Here's what I know. I set the sight in a certain position to shoot dead center at 9 meters. I set my sight precisely 1 cm lower to hit the center of the target at 18 meters. This raises the angle of the bow upon arrow release. The sight aperture (aim point) is 99.2 cm from my eye. On the two separate shots, the bow and arrows are the same, therefore same force, same initial velocity, same projectile weight.

I don't know the initial velocity, or arrow weight. I would neglect drag, though I know that makes this slightly less accurate. I also recognize that's not a lot of information, but my gut tells me that knowing the difference between two separate sight settings while everything else remains constant is probably enough to solve it for someone who knows how.

Now the question. How much would I have to lower the sight aperture (therefore raising the bow angle) to hit a target at 90 meters?

 

[Simon Bridge]

The big decider would be drag - which is non-linear.
Neglecting drag makes it a lot less accurate. Air resistance is significant for real projectiles. But neglecting drag makes the math simpler:

d=v^2\sin(2\theta)/g ... relates the angle to the range if the target is about the same height as the arrow starts... since v is always the same, I can just put k=v²/g and proceed...

Sight is set for 9m
9=k\sin2\theta_0 ...(1)

1cm higher (over 99.2cm - gives the angle change as \delta_1=\arctan(1/99.2) gets you to 18m
18 = k\sin2(\theta_0+\delta_1) ...(2)

which is kinda neat because this gives two equations and two unknowns.
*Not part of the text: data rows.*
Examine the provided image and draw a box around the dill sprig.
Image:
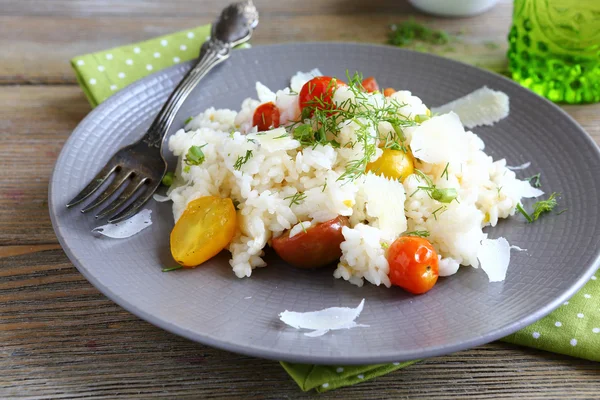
[405,230,430,238]
[411,169,458,203]
[516,192,560,223]
[234,150,253,170]
[525,173,542,188]
[284,192,307,206]
[441,163,450,180]
[286,71,417,182]
[388,18,450,47]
k=\frac{9}{\sin2\theta_0} \qquad \text{...(3)}\theta_0 = \frac{1}{2}\arctan{\bigg [ \frac{\sin 2\delta_1}{2-\cos 2\delta_1} \bigg ] } \qquad \text{...(4)}

(you want to check equation (4))
Now remains only to plug the numbers into:

90 = k\sin2(\theta_0 + \delta_2) ...(5)

Which we can use to find \delta_2 and get the elevation in cm at e=99.2\tan(\delta_2) ... (6)

Which is:
e=(99.2)\tan \bigg [ \frac{1}{2}\arcsin \big ( \frac{90}{k} \big ) - \theta_0 \bigg ] \qquad \text{...(7)}

I figure you can plug the numbers in.
... someone should check my algebra.

Caveat: all this assumes zero drag. It will be interesting to see how close it is IRL.

 

[tedzpony]

Simon Bridge,

Thank you very much. Yes, I recognize that drag will be significant, especially over 90 meters, but I also knew that it would make the question impossible, because I couldn't possibly provide the data that would be required to factor that in. It certainly will be interesting to see how it pans out in the real world. Unfortunately, there aren't any indoor ranges that I know of that reach out to 90 meters, and it's still way too cold right now to shoot outdoors. That said, although it will be a wait, I will do my best to remember to come back here and let you know the results whenever it warms up and I can "check your math" with bow in hand! Again, thanks a bunch!

 

[Simon Bridge]

I get:
\delta_1 = 0.0101^\circ
\theta_0=0.0101^\circ
k = 445.8 \text{m/kg}
... which suggests (reality check) you are releasing the arrows faster than 200kmph and you have a maximum range a bit under 400m (45degrees) ... sound right?

e \approx 9cm

I expect you'll need higher than that.